Um poema sempre nos confronta com um impossível. A versão mais conhecida é certo saber e desenvoltura sobre a impossibilidade de dizer tudo, de dizer o todo. Um poema está, certamente, muito mais perto do resto que da completude. Mas esse impossível também aponta para a impossibilidade da reparação de um sentido, para o impossível de restaurar o fio perdido de uma história rompida. Isso porque o poema tem uma posição diante da língua que é de invenção. Não se trata, então, de reparação, mas de partir de um lugar de fissura — fissura do mundo, fissura da palavra -, onde germina uma língua, sempre outra. Sua forma e sua força são inseparáveis da fratura do acontecimento e o seu tempo será sempre de urgência, de emergência, de irrupção.

É isso que podemos ler no poema Pripyat de Guilherme que dá corpo à presença insondável do fim de mundo dessa cidade fantasma, vizinha à Chernobyl, evacuada após o desastre, poucos dias antes da inauguração de um parque de diversões. Esse lugar grande e colorido, que suscita o assombro e o encanto infantil, ressoa na morbidez da paisagem implacavelmente branca. Sua paz tão inquietante quanto inútil suprime o ruído da vida humana sobre um tempo que se condensa no irreparável. Nada será como antes de Chernobyl. É desta e nesta fratura que o poema se escreve como se expandisse os limites territoriais dos efeitos simbólicos da silenciosa contaminação radioativa nos colocando como testemunhas. Afinal, estamos debaixo do mesmo céu.

Creio que esta seja uma das maiores forças do poema de Guilherme: fazer presente esse tempo, esse mundo inenarrável.

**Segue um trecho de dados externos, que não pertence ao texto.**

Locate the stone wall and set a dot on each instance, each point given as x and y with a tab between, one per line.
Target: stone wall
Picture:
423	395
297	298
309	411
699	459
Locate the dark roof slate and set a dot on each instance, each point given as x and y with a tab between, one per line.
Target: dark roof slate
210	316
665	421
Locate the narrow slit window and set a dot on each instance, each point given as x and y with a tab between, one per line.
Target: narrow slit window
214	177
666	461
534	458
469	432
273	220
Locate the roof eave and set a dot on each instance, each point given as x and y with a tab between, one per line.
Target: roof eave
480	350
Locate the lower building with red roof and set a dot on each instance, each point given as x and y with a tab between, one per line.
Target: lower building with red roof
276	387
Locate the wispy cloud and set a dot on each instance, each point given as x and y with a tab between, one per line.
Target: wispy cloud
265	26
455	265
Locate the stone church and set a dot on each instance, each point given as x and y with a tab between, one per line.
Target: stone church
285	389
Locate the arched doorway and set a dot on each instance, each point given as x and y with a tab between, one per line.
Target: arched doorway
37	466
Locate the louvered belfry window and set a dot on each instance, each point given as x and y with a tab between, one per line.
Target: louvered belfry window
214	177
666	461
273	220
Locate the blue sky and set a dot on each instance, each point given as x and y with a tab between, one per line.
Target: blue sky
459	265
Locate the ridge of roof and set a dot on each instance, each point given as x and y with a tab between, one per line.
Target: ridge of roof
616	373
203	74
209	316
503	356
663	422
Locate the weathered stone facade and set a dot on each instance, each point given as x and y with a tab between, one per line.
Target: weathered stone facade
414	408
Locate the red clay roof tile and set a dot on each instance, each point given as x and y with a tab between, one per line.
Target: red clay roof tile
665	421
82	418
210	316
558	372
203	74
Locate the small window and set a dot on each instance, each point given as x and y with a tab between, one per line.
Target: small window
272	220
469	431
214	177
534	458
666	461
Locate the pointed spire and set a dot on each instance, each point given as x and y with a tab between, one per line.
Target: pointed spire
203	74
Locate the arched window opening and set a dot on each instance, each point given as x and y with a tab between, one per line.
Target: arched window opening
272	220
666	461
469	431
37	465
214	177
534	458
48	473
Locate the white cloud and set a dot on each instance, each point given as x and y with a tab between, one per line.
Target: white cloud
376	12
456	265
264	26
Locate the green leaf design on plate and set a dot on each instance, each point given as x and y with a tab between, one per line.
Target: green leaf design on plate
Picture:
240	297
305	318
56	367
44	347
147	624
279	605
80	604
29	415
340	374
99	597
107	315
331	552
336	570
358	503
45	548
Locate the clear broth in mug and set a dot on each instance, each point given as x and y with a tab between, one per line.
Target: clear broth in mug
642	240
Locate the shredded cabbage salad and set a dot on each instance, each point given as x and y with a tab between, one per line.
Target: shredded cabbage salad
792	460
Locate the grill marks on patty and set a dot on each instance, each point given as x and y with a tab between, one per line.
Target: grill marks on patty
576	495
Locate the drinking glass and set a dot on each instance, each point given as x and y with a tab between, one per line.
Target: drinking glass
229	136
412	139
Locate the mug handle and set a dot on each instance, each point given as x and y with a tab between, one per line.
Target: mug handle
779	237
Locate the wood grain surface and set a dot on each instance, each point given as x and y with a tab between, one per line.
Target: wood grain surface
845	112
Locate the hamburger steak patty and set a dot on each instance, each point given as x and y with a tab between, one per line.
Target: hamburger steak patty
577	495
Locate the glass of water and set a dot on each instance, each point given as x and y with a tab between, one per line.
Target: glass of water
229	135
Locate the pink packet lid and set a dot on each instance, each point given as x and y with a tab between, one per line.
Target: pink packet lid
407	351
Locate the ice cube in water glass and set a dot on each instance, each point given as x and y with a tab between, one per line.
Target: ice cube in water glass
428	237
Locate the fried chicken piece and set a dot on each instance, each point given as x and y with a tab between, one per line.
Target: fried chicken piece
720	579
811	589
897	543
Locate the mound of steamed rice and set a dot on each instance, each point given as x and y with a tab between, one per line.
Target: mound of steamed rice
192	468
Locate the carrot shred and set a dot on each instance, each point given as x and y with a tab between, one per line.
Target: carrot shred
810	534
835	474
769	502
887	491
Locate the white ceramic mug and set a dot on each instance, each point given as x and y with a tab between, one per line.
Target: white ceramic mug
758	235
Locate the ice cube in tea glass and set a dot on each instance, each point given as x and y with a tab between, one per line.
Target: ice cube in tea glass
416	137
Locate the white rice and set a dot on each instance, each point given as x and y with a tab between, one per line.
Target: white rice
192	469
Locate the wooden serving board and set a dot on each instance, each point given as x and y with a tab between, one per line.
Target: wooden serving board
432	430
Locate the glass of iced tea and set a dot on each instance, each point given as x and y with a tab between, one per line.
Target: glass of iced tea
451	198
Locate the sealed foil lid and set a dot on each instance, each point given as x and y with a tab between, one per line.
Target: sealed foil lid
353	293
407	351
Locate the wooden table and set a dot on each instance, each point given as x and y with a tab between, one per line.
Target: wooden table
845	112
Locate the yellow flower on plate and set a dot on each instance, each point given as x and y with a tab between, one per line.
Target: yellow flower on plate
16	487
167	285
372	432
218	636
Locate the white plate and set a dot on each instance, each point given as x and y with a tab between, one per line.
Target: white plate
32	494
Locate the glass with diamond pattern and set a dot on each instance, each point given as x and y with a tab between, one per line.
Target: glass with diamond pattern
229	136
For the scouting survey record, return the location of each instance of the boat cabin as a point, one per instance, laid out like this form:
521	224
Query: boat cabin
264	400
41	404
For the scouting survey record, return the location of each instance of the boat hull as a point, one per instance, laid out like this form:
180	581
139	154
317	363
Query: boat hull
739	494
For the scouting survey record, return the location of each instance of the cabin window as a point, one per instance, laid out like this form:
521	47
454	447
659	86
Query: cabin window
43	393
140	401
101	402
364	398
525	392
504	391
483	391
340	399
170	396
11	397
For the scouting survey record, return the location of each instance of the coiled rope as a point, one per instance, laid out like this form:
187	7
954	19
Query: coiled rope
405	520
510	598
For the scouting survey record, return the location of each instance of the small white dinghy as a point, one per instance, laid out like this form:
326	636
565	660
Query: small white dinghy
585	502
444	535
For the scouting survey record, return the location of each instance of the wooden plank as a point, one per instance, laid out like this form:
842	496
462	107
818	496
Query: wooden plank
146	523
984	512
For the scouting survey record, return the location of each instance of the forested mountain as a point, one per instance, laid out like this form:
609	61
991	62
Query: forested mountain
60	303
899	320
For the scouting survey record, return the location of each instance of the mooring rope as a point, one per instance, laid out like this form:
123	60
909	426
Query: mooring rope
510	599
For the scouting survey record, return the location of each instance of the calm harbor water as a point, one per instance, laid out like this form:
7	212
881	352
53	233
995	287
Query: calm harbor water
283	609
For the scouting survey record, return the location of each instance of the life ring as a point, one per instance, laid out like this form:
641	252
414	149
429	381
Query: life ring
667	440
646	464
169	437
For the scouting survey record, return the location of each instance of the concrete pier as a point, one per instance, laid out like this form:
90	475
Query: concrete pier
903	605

Não para imaginar nele uma vida possível fora da história, nem mesmo para fazer falar os mortos, mas sim para nos deixar ver que habitamos o mesmo mundo que as crianças fantasmas que povoam Pripyat, essa infância congelada do mundo, marcada pela urgência do abandono, por uma ruptura no fio da vida. Daí a importância de um poema que faz vibrar som e silêncio numa língua inventada de restos que, entre o delírio e o sorriso, lança perguntas incontornáveis sobre as formas de habitar o mundo.

A força do poema encontra seu bom lugar na delicadeza deste formato artesanal feito com palavras que escorrem, que se cruzam e se sobrepõem lembrando que para falar de Pripyat, ou ainda, para falar qualquer desastre, é preciso compor de novo os traços das letras que dispomos, é preciso um exercício de leitura para esse ilegível. Esse exercício está posto também no traço suave dos belos desenhos que ilustram o poema. Eles inventam uma história infantil de fantasmas ao mesmo tempo que não perdem de vista que este é, também, um poema de fantasmas infantis para a história.

*prefácio ao livro de Guilherme Gontijo Flores, Pripyat, que saiu pela Contravento Editorial.